When women make it to the top, we’re still treated as the anomaly. There are hosts of reasons that this has to change, especially because of the value that gender diversity offers to our companies. Beyond a broader array of perspectives and ways to approach problems, gender diversity adds value to our bottom lines. I’ve written before that many women-led businesses are yielding better ROIs than those run by men. So why is it that I’m frequently asked about my success with questions like, “Why did you succeed and other women didn’t?” That’s a question for which I don’t have an answer. It’s not like there’s some kind of secret sauce or secret handshake that admitted me to this special club. I got here via my own hard work, drive, and determination—the same way that, I believe, any other woman or man achieves success.
Is “Why did you succeed and other men didn’t?” a question you’re often asked? Unconscious bias is a part of life. When women make it to the top, we often find ourselves fighting and re-fighting the same battles—justifying how we got there or our right to be there when few would ask the same of a man. It’s exhausting.

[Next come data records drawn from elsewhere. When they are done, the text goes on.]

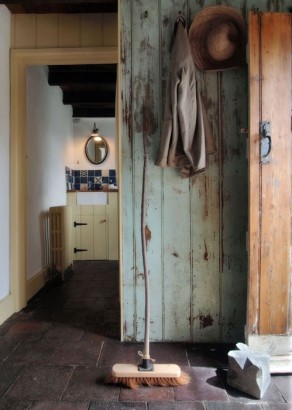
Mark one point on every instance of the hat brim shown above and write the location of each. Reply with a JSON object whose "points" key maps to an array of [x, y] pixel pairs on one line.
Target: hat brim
{"points": [[202, 25]]}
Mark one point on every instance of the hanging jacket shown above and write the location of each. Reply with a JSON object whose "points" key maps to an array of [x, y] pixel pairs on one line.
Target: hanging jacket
{"points": [[186, 136]]}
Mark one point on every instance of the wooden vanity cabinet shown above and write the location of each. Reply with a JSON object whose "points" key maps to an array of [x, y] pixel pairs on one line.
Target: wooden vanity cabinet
{"points": [[95, 229]]}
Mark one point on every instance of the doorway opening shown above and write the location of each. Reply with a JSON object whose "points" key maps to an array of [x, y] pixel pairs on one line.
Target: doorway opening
{"points": [[20, 60]]}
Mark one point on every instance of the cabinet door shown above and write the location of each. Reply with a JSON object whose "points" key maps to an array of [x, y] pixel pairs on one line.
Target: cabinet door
{"points": [[269, 302], [84, 237], [100, 245]]}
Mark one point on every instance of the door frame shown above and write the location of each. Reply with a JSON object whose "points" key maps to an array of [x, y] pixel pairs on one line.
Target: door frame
{"points": [[20, 60]]}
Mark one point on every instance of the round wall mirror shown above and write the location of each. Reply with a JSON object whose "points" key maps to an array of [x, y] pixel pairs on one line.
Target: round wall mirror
{"points": [[96, 149]]}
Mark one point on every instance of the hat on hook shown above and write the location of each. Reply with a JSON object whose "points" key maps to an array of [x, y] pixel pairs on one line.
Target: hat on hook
{"points": [[218, 38]]}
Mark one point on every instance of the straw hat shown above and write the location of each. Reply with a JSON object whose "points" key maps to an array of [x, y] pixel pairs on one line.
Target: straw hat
{"points": [[218, 38]]}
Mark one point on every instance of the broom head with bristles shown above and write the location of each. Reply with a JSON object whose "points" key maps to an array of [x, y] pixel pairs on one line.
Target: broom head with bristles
{"points": [[162, 375]]}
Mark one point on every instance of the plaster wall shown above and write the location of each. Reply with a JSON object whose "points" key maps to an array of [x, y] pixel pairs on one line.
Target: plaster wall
{"points": [[4, 151], [49, 150]]}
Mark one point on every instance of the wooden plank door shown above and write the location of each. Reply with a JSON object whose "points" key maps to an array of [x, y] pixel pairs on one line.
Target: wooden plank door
{"points": [[269, 296]]}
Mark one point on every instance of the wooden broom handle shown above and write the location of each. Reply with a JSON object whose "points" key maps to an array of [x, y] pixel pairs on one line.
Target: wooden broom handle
{"points": [[146, 351]]}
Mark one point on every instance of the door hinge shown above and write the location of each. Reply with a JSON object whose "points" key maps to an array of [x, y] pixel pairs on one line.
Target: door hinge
{"points": [[265, 141], [79, 250], [78, 224]]}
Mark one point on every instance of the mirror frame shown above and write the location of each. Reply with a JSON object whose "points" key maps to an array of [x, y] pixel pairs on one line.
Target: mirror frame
{"points": [[88, 154]]}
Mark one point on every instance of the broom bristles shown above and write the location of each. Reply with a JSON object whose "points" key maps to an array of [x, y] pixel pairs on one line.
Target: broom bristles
{"points": [[135, 382]]}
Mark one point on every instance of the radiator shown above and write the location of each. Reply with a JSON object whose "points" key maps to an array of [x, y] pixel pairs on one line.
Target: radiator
{"points": [[61, 246]]}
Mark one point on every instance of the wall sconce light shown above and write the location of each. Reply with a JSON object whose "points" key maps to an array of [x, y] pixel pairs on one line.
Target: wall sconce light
{"points": [[95, 133]]}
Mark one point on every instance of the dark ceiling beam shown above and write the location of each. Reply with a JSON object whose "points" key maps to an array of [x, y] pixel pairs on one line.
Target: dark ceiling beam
{"points": [[60, 6], [88, 97], [93, 112], [71, 78]]}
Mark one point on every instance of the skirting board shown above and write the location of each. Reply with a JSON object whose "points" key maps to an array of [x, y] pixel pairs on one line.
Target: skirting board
{"points": [[6, 308], [278, 346], [34, 284]]}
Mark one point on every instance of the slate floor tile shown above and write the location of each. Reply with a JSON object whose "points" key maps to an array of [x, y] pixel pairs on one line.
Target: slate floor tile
{"points": [[208, 355], [87, 383], [64, 332], [147, 394], [272, 394], [284, 384], [28, 330], [114, 351], [14, 404], [169, 353], [176, 405], [99, 405], [82, 353], [276, 406], [56, 353], [32, 352], [41, 383], [59, 405], [216, 405], [8, 376], [205, 385], [7, 345]]}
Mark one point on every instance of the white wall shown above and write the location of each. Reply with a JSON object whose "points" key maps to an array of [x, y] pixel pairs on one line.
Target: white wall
{"points": [[49, 150], [4, 151], [82, 129]]}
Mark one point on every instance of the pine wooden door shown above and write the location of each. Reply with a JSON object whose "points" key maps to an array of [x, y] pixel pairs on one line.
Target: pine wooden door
{"points": [[269, 295]]}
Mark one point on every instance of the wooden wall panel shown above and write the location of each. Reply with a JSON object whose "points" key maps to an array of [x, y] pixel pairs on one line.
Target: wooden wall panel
{"points": [[198, 256], [193, 286]]}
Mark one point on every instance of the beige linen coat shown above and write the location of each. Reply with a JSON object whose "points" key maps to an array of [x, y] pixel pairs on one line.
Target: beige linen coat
{"points": [[186, 137]]}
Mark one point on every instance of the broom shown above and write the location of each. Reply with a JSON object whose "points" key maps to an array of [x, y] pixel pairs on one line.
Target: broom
{"points": [[147, 373]]}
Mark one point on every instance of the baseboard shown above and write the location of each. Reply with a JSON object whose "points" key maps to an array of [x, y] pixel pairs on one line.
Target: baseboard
{"points": [[34, 284], [6, 308]]}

We can make our presence at the top less exhausting, though. In part to guard against bias, it’s important that we have our own networks, regardless of job title. The value of this is as significant when we reach the pinnacle of our career as it is in the beginning. It’s a support system more than a mentorship system, and it’s proved invaluable to me, in part because there is a certain truth to executive leadership being a “boys’ club.”
Think about how men socialize outside of work: sports games, golf, bars, etc. They’re not solely having fun when they do those things together; they’re networking, discussing business, etc. And while women often aren’t excluded from these outings, it’s pretty rare to find women opting in to activities that we don’t traditionally enjoy as much. But even though we may not choose to gather around the same things, we can gather with the same intentionality: to foster relationships, to enjoy each other’s company, and to offer support when needed for issues that we share—issues which, unfortunately, often still center around our gender.
One of my most popular pieces I’ve ever written is on pay equity, in part because of how it resonates with women’s shared experiences. While we need male allies in order to impact change on these issues of importance to us, we need each other even more, including holding each other up as examples. Former U.S. secretary of state Madeleine Albright has said it strongly: “There’s a special place in hell for women who don’t help each other.” Men support other men. We must do the same.
I caution successful entrepreneurs to steer clear of the glass cliff, especially. Once you’re in a leadership role, cease to be your gender. Just be an inspiring leader. Confidence goes a long way with regard to making a positive impression as a success, regardless of gender.